Even amid a decimated offshore market, the prolific naval architects and marine engineers at Ulstein’s office in the Netherlands have been working on new concept designs that are currently being unveiled today at the Offshore Technology Conference in Houston. Ulstein’s main focus in these vessels, it seems, is to enable greater functionality and autonomy for future deep water operators.
First up is the GWR-D1, a design that has been developed for Singapore-based Guard Offshore / Global Well Response.
This DP3, dual activity drillship has a built-in early production and emergency oil spill response capability with an astounding 730,000 barrels of oil storage capacity – or nearly that of a Suezmax-sized tanker. This vessel would be particularly suited for use in remote areas where there might not be significant nearby oil response resources. It also features a 1.5 million ton derrick and space aboard for two blow-out preventer systems.
LOA: 283.5 m
Beam: 49.5 m
Depth (moulded): 27.0 m
Draft (operational): 12.0 – 19.6 m
Accommodation: 220 persons
Dynamic Positioning: DP3
Water Depth: 12,000 ft
Drilling Depth: 40,000 ft
Production: 30,000 bpd
Oil Containments: 100,000 bbl
Oil Storage capacity: 730,000 bbls
The HX-104 concept, pictured above, is Ulstein’s first X-Bow heavy lift vessel that doubles as an accommodations vessel. The ABS-classed vessel is 174 meters in length, has accommodations for 500, and features a Liebherr MTC 78000, 2,000 metric ton mast crane. Ulstein says this heavy lift vessel, and it’s smaller version below, have been developed with special focus on personnel/crew safety, logistics and comfort and a good operational profile combined with low CAPEX investment.
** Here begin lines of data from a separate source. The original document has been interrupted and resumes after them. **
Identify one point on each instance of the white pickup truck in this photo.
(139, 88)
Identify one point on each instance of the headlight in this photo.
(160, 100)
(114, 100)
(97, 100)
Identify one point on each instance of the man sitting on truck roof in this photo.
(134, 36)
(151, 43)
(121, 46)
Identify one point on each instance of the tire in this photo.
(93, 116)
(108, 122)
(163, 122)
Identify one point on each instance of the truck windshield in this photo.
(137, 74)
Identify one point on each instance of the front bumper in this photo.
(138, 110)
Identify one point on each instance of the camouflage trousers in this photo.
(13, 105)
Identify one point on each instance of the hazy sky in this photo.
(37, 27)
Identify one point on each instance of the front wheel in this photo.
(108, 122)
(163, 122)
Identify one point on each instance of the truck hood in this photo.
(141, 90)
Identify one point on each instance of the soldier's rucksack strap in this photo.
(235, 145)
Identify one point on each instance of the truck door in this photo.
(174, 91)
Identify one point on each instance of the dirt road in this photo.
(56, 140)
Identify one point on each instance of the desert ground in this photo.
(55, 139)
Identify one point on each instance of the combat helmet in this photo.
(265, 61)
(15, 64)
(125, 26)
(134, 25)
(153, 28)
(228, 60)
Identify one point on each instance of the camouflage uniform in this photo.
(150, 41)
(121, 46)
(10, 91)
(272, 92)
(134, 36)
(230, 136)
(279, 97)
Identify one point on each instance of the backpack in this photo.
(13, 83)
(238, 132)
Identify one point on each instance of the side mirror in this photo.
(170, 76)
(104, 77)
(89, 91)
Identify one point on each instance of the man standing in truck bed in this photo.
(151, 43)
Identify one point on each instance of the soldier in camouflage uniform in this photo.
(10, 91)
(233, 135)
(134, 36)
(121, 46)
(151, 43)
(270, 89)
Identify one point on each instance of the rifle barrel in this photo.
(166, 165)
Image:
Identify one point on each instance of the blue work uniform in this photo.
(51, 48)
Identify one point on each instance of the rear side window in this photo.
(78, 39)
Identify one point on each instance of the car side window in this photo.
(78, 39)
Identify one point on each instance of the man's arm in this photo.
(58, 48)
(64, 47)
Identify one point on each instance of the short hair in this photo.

Ulstein has also unveiled today a new deep water well intervention vessel, the DX105, which was developed by Ulstein Sea of Solutions B.V. in cooperation with Herrenknecht Vertical GmbH – the maker of the Terra Invader 750 tower which this vessel features.
This 154.4 meter, 13,000 ton deadweight vessel is capable of operating in water depths of up to 2,500m (8,250 ft) and features a large, free work deck with direct access to the moon pool that Ulstein says allows the vessel to carry a large diversity of additional well equipment such as coiled tubing, cementing, well testing and wireline equipment as well as X-mas trees and other subsea equipment.
As the vessel is ship-shaped, rather than a semi-submersible like others in its class, Ulstein notes it has greater payload and mobilization speeds of up to 15 knots – both factors when working in remote regions.